In het vorige artikel hebben we gezien hoe de contacten met DGK en de GKN verlopen zijn. In dit artikel zullen we zien dat enkele ambtsdragers het uitgezette beleid afbraken om eenzijdig een eenheid te forceren richting de GKN. Dat hierbij steun en advies van de beide predikanten van de GKN gestalte werd gekregen, is een publiek ‘geheim’. Met de ontvangst van de ‘afgescheiden’ groep, slechts 2 maanden daarna, als zelfstandige gemeente binnen het GKN-verband is de breuk metterdaad goedgekeurd. Het blijft voor Dalfsen onbegrijpelijk en diep verdrietig dat dit is gebeurd en ook de wijze waarop. Waar is hier het geloof zoals we dat belijden over de kerk?

 

Oplaaiend vuur

De gevoerde gesprekken met enerzijds DGK en anderzijds de GKN zijn wel opgevoerd als bron van verdeeldheid binnen de gemeente maar de echte drijfveer was dat twee  ambtsdragers op voorhand pertinent geen eenheid wensten te zoeken met DGK. Dit ging zover dat zij een scheur in de gemeente trokken terwijl de gesprekken met beide kerkverbanden nog niet binnen de kerkenraad geëvalueerd waren. Het andere deel van de kerkenraad gaf aan dat er nog goede gronden en gesprekspunten op tafel lagen om het uitgezette beleid nog voort te zetten. Dit beleid hield in dat de gesprekken met DGK en de GKN nog vervolgd dienden te worden. Maar voordat de kerkenraad tot een besluit wilde komen is eerst met de gemeente gesproken om zo ook de inbreng, vragen e.d. uit de gemeente mee te kunnen nemen in het nog te nemen besluit. Al spoedig bleek dat er ook binnen de gemeente ernstige verdeeldheid bestond.

 

Er waren gemeenteleden die kwamen met ernstige beschuldigingen richting DGK. Ook werd (een deel van) de kerkenraad verweten  de gemeente op te drijven richting DGK terwijl daarvan in de bespreking en uit de kerkenraad verstrekte stukken helemaal niets bleek. Tekenend is dat deze beschuldigen juist werden geuit door hen die er onomwonden voor uit kwamen dat eenheid met DGK voor hen onbespreekbaar is. Zij benadrukten met klem dat Dalfsen zich direct moest aansluiten bij de GKN en dat uitstel daarvan niet te verantwoorden zou zijn.  Dalfsen zou vervallen tot een sekte als niet op zeer korte termijn aangesloten zou worden bij de GKN.

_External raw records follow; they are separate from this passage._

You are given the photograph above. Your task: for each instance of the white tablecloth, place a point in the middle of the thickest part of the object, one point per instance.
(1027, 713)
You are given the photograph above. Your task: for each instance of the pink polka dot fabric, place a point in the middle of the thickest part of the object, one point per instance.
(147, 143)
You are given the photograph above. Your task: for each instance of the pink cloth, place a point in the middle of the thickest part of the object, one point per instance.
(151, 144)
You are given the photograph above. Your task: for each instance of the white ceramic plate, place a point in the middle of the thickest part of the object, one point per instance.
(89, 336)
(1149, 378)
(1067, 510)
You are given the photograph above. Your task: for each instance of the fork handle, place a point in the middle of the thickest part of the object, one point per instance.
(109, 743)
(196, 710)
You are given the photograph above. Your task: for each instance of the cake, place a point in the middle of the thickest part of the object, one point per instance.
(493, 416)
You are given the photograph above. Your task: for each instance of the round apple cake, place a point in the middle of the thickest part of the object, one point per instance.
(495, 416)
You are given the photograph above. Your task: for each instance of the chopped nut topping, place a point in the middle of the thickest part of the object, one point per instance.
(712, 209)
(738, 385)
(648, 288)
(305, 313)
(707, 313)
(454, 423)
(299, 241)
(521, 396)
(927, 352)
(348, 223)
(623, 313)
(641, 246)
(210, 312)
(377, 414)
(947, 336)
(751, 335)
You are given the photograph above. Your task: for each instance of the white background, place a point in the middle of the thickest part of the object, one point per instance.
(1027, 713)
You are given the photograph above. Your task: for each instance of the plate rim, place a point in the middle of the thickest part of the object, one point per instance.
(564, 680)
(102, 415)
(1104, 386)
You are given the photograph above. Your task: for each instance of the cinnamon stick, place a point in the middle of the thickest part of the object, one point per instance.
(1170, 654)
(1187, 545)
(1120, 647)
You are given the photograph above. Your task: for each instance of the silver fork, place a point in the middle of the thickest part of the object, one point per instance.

Grote moeite was er ook met de taxatie van de vrijmaking in 2003 te erkennen als werk van de Here zoals  door DGK geëist zou worden. Maar dit punt speelt niet alleen ten aanzien van DGK maar ook bij de GKN. Want GKN-gemeenten als Zwijndrecht, Bergentheim/Bruchterveld (De Matrix) en Zwolle (De Vijverhoeve) taxeren de vrijmaking van 2003, net als DGK, als het werk van de Here.

 

Op de door de kerkenraad belegde gemeentevergadering kwamen er vragen over de gespreksverslagen van de besprekingen met de GKN en DGK. Ook werd er vanuit de gemeente, n.a.v. het gespreksverslag met de GKN de vinger gelegd bij enkele onbewezen beschuldigingen richting DGK. Met name ging het om de stelling dat DGK niet zou staan op het fundament van Schrift en belijdenis. Bij DGK zouden volgens de GKN de volgende punten in geding zijn: versmalling van art. 28, de kerk, het ambt, de Heilige Schrift zou zelfs in geding zijn, binding aan de belijdenis en gereformeerde kerkregering,  en uitspraken als ‘het klimaat in DGK deugt niet en er heerst daar een geest van radicalisme’. Ook wees men er op dat er onderzoek gedaan zou moeten worden naar de rechtmatigheid van afscheidingen van de DGK. Verder werd het feit, dat de GKN heeft aangegeven geen  eenheid te zullen zoeken met DGK, als zeer teleurstellend ervaren.

 

Hoewel er nog geen concrete voorstellen door de kerkenraad in de gemeente gelegd waren, wilde een klein deel van de gemeente zo spoedig mogelijk een eenheid forceren richting de GKN met (zoals later bleek) de steun van twee ambtsdragers. Vanuit de gemeente werd echter aangevoerd dat er nog teveel onbeantwoorde vragen op tafel lagen en dat meerdere punten nog niet goed waren doorgesproken. Binnen de raad een besluit forceren, zoals een klein deel van de gemeente wilde, zou onherroepelijk leiden tot grote spanningen met grote gevolgen.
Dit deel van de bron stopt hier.